System ziemski – otwarty w przypadku wymiany energii, ale praktycznie zamknięty, gdy chodzi o wymianę materii z otoczeniem system, obejmujący wszystkie żywe i nieożywione oddziałujące na siebie elementy na powierzchni Ziemi. Graniczy z przestrzenią kosmiczną (na zewnątrz) i wnętrzem Ziemi (wewnątrz). Dzisiejszy system ziemski jest systemem społeczno-ekologicznym, czyli „sprzężonym systemem ludzi i przyrody”.

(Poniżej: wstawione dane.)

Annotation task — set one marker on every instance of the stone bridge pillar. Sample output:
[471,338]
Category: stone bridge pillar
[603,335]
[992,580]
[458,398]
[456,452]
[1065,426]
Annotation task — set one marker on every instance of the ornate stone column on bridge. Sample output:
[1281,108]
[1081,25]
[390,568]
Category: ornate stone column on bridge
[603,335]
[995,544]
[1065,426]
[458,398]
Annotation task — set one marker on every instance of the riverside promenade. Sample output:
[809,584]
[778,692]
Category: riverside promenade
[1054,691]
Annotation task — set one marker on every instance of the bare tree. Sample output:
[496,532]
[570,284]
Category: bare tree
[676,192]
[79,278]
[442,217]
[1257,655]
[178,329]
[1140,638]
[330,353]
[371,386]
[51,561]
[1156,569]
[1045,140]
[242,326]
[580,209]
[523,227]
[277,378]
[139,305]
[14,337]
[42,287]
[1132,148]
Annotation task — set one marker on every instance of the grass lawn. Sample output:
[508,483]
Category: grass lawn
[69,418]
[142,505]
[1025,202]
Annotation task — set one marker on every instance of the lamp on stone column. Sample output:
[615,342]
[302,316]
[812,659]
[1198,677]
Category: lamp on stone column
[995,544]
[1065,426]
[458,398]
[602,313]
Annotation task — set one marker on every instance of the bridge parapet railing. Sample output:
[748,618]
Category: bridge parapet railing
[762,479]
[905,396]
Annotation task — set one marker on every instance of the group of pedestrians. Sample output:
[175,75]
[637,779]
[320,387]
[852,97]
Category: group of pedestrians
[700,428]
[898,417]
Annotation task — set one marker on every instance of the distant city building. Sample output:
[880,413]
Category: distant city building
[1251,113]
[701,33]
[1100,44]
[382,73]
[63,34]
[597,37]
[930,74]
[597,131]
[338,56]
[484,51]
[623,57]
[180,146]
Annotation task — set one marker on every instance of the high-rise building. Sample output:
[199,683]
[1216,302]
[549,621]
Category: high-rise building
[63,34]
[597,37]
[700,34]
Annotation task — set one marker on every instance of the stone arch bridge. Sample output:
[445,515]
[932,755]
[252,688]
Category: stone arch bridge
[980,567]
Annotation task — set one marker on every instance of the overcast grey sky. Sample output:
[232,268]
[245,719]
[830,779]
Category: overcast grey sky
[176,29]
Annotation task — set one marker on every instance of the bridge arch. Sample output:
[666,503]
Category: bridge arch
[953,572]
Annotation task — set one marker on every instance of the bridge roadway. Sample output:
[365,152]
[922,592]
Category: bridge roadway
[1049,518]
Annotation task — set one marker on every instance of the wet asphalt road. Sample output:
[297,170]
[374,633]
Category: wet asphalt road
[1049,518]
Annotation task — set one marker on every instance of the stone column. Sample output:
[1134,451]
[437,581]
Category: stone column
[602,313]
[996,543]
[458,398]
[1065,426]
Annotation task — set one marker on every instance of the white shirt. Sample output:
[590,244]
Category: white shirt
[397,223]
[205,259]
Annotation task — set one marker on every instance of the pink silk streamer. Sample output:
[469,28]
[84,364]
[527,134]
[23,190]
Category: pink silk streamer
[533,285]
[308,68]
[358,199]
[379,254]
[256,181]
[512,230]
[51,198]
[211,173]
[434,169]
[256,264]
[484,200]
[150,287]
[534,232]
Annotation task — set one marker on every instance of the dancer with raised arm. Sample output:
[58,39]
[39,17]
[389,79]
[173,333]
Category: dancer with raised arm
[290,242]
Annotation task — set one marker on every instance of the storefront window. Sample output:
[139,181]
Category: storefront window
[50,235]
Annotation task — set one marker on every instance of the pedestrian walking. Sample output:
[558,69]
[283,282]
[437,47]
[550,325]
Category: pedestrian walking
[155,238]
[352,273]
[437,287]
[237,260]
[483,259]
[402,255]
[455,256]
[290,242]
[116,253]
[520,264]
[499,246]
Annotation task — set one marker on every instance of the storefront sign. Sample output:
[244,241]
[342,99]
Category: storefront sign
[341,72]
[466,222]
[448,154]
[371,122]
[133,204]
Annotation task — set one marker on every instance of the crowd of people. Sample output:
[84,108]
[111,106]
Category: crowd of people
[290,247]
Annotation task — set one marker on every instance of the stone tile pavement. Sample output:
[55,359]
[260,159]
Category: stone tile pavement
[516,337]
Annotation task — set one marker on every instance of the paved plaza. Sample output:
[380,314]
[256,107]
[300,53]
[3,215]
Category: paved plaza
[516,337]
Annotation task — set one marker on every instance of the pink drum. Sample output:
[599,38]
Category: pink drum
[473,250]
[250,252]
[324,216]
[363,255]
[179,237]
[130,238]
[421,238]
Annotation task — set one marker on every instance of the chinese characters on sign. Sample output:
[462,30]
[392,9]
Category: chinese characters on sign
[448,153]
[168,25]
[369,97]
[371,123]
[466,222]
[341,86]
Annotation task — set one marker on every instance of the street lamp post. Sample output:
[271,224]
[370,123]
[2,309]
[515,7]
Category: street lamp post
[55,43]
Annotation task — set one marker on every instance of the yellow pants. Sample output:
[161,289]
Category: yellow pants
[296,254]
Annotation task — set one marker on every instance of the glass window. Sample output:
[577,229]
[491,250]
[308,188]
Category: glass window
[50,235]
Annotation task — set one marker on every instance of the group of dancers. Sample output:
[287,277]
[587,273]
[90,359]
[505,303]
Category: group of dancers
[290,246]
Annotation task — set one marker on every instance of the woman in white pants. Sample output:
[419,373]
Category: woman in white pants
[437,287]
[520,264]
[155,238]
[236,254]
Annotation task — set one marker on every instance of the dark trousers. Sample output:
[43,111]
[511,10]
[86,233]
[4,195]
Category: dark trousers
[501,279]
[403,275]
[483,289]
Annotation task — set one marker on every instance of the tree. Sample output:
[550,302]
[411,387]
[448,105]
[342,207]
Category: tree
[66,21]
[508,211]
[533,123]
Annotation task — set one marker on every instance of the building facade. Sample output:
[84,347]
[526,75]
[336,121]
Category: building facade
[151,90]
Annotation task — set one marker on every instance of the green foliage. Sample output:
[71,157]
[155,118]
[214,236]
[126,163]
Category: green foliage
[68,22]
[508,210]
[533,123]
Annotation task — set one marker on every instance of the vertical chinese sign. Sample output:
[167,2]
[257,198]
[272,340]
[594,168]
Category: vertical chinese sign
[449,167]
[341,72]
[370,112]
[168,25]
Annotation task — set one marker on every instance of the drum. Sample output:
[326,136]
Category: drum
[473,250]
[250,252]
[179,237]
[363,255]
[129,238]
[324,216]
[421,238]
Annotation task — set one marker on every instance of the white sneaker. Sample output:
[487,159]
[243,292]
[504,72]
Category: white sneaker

Te gwałtowne zmiany – jak wyjaśniają naukowcy – osłabiają krytyczne systemy podtrzymywania życia na naszej planecie, a związane z tym znaczące skutki społeczne już są odczuwane. Dalsze podążanie tą ścieżką może doprowadzić do przekroczenia punktów krytycznych, które nieodwracalnie zdestabilizują system klimatyczny Ziemi.
Ziemia bezpieczna i sprawiedliwa
W 2009 r. prof. Johan Rockström wraz z grupą naukowców ze Sztokholmskiego Centrum Badań nad Odpornością zbadał, jak dużą presję ze strony człowieka może wytrzymać Ziemia. Przełomowe opracowanie (Rockström i in., 2009) wyznaczyło dziewięć “granic planetarnych”. To właśnie one określają zdolność naszej planety do zachowania znanego z holocenu stanu równowagi.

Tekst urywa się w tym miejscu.